Seedling trees are grown by our nursery and sold to landowners throughout the state to help reforest their property and establish windbreaks. Most district offices work with the extension service. For a percentage of the sales, the extension service publicizes the program and consolidates the orders. The forest service would help unload the trees (usually one or more semi trucks full) and be available at the distribution site to help fill orders and answer questions.
In 1977, I was a field forester assigned to one of our district offices. When asked if I would coordinate the seedling tree program I whined and cried. I was young (24 years old) and had a lot to prove. I tried explaining seedling trees weren’t real forestry and the extension service had changed drastically in the last couple of years. Now, most of the people working there were elderly women, in their late forties or early fifty’s. I mean really, I didn’t want to work with a bunch of “old ladies”. Looking back on it now, that might not have been the best argument to use. I was assigned to coordinate the program.

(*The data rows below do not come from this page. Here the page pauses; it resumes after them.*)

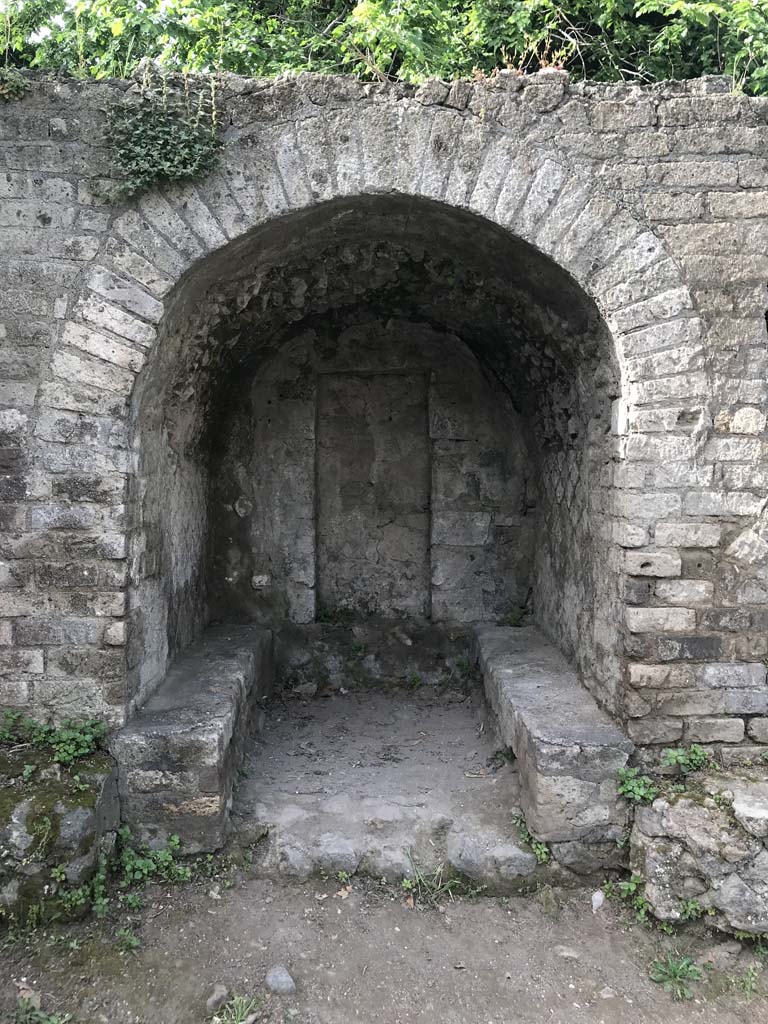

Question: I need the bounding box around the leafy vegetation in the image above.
[513,814,552,864]
[602,874,651,925]
[212,995,261,1024]
[0,711,109,780]
[0,0,768,93]
[618,768,658,804]
[12,998,72,1024]
[662,743,712,775]
[106,66,220,197]
[648,952,702,999]
[0,66,29,103]
[118,825,193,889]
[400,852,483,907]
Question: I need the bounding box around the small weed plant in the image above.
[0,65,30,103]
[10,999,72,1024]
[648,952,703,999]
[118,826,193,889]
[734,964,760,999]
[211,995,261,1024]
[0,711,109,781]
[513,814,552,864]
[662,743,713,775]
[680,899,707,921]
[315,606,355,626]
[618,768,658,804]
[115,928,141,953]
[602,874,651,925]
[106,71,221,199]
[400,853,482,907]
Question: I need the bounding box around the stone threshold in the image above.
[113,626,272,853]
[473,626,634,869]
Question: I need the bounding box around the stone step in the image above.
[473,626,633,869]
[113,626,272,853]
[232,779,548,893]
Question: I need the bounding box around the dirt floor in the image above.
[232,687,535,891]
[0,869,768,1024]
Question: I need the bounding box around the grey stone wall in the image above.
[0,72,768,758]
[209,317,536,625]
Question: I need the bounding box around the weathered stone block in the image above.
[685,718,744,743]
[474,627,633,843]
[0,745,120,920]
[113,627,272,853]
[630,775,768,935]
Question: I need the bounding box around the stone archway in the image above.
[40,97,706,729]
[28,83,729,862]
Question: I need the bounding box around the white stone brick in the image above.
[625,551,682,577]
[62,323,144,373]
[629,662,695,689]
[703,437,768,463]
[731,406,766,434]
[655,522,721,548]
[698,662,766,689]
[626,608,696,633]
[683,490,764,516]
[654,580,715,607]
[685,718,744,743]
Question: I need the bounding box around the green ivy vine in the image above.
[106,72,221,199]
[0,65,30,103]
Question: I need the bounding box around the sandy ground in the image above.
[0,871,768,1024]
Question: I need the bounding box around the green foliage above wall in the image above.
[0,0,768,93]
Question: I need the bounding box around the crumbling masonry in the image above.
[0,72,768,925]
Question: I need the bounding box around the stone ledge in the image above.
[113,626,272,853]
[474,627,634,851]
[630,772,768,935]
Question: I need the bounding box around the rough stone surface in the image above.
[630,771,768,935]
[475,627,633,866]
[265,964,296,995]
[113,627,272,853]
[0,73,768,759]
[0,748,120,922]
[232,684,581,893]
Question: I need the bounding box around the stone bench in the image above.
[474,626,633,871]
[113,626,272,853]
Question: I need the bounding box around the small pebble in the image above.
[266,964,296,995]
[206,982,229,1014]
[555,946,580,959]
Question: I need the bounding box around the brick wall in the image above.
[0,66,768,757]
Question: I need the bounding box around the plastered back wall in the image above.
[0,66,768,751]
[209,319,536,623]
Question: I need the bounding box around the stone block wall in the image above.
[0,72,768,758]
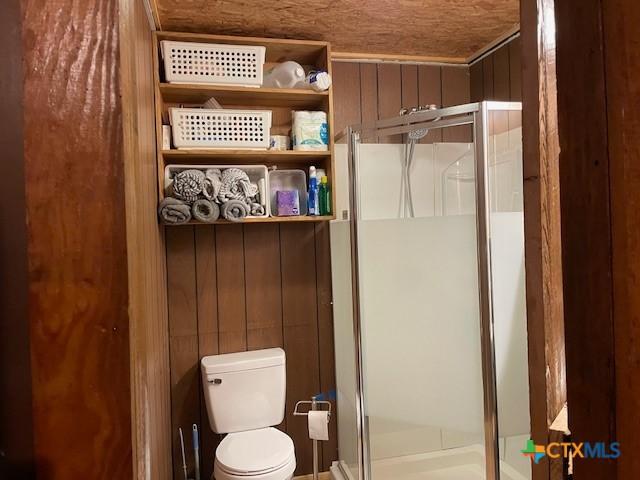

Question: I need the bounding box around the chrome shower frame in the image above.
[336,101,522,480]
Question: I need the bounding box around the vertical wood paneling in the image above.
[493,46,511,102]
[604,0,640,479]
[482,55,494,100]
[509,37,522,102]
[0,0,35,478]
[315,223,339,471]
[555,0,616,479]
[216,225,247,353]
[166,227,201,478]
[520,0,571,480]
[21,0,133,474]
[195,225,220,478]
[418,65,442,143]
[378,63,402,143]
[360,63,378,143]
[244,224,283,350]
[400,65,422,108]
[469,62,484,102]
[442,67,472,142]
[280,223,320,474]
[332,62,362,134]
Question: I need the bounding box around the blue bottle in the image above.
[307,167,320,215]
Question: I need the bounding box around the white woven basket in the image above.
[160,40,266,87]
[169,108,271,149]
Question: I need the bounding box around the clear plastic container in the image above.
[269,170,308,217]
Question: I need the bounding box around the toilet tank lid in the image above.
[200,348,285,375]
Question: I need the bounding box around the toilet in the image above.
[200,348,296,480]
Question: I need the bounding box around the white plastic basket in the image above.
[169,108,271,149]
[164,165,271,218]
[160,40,266,87]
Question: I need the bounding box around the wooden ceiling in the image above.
[151,0,520,62]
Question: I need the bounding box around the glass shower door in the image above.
[352,125,485,480]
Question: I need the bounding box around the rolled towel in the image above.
[251,202,264,217]
[191,198,220,223]
[202,168,222,203]
[173,169,206,203]
[158,197,191,225]
[222,200,249,222]
[218,168,258,203]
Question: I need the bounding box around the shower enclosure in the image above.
[331,102,531,480]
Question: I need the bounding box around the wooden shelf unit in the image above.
[154,32,336,225]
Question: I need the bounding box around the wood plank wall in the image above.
[20,0,133,480]
[333,62,472,143]
[166,58,471,476]
[118,0,173,480]
[0,0,35,479]
[166,223,337,478]
[469,37,522,102]
[555,0,640,480]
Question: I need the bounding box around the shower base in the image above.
[331,445,528,480]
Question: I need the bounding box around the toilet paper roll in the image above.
[308,410,329,440]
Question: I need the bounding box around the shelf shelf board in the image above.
[165,215,336,227]
[162,148,331,164]
[160,83,329,108]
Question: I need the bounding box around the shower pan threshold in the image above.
[331,445,529,480]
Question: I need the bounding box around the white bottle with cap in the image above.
[262,61,305,88]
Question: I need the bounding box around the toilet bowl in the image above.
[201,348,296,480]
[214,428,296,480]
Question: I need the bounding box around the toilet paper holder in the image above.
[293,400,331,418]
[293,397,331,480]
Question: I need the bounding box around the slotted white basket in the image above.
[160,40,266,87]
[169,108,271,149]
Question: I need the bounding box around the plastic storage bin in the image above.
[164,165,271,218]
[269,170,308,217]
[160,40,266,87]
[169,108,271,150]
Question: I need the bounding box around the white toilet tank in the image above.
[200,348,286,433]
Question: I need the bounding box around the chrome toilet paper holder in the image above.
[293,397,331,480]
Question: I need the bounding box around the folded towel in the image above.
[218,168,258,203]
[158,197,191,225]
[173,169,206,203]
[222,200,249,222]
[251,203,264,217]
[191,198,220,223]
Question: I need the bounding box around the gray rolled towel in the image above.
[251,202,264,217]
[173,169,205,203]
[222,200,249,222]
[158,197,191,225]
[191,199,220,223]
[218,168,258,203]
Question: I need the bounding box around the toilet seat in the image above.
[214,427,296,480]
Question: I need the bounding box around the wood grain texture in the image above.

I was mad as . . . . well, I was really mad. I found out the person coordinating the program was a women by the Charlene. Finally, I drove over to the extension service office. As I walked into the extension office, there at the receptionist desk was one of the most beautiful creatures God ever made. The lighting was bad so I can’t say for sure, but I think there was an angel’s halo above her head. I told her who I was, why I was there, and that I needed to speak with Charlene. She introduced herself as – Charlene. Immediately, I started loving seedling trees!
While I won’t admit to achieving ‘stocker’ status, I found reasons to call her over the next few weeks. “How are sales going?” “Do we still have everything in stock?” “How many people will need to unload the trucks?” She answered the questions directly. There was no idle chitchat. No personal information deluged, this woman was all business, and it truly was a little frustrating.
Finally, distribution day arrived. I showed up at the site ready to help distribute seedling trees. But, there was a problem. My current girl friend, who was the receptionist at the district office, came along to help. She and I had been going together for a while. She wanted to get married and I wanted to . . . well, it’s really not important what I wanted.
Throughout the day, Charlene and I made eye contact but rarely talked. The day ended and everyone started to go home, including my girl friend. It was just Char and I. We started closing up when it happened. The garage door opener on the west end of the “barn” broke. The “barn” is the building in this picture and where the trees were distributed.
Char said she would call the repair service and wait for them. I said I would wait with her. She said she was a big girl and I didn’t need to wait. I told her I was staying. She told me to go home. I told her no. She told me she would be all right. I told her I wasn’t going to leave her there alone. She told me to ... well, if you haven’t figured it out we weren’t exactly seeing eye to eye.
We sat there for the most part in silence until the repairman arrived. He fixed the door, Char signed the bill and then in silence we each went to our respective car.
A few days later, the silence between Charlene and I had to come to end, we still needed to finalize the books and close out the project. Somewhere, I worked up the courage to ask her out. To my amazement, then and now, she said yes.
We went on our first date, then our second. In the end, we were married.
So, when anyone asks me, “What was the highlight of your career?” I tell them honestly, “The seedling tree program, because of it I have a wonderful wife and two great kids. There’s no better reason to work thirty-five years."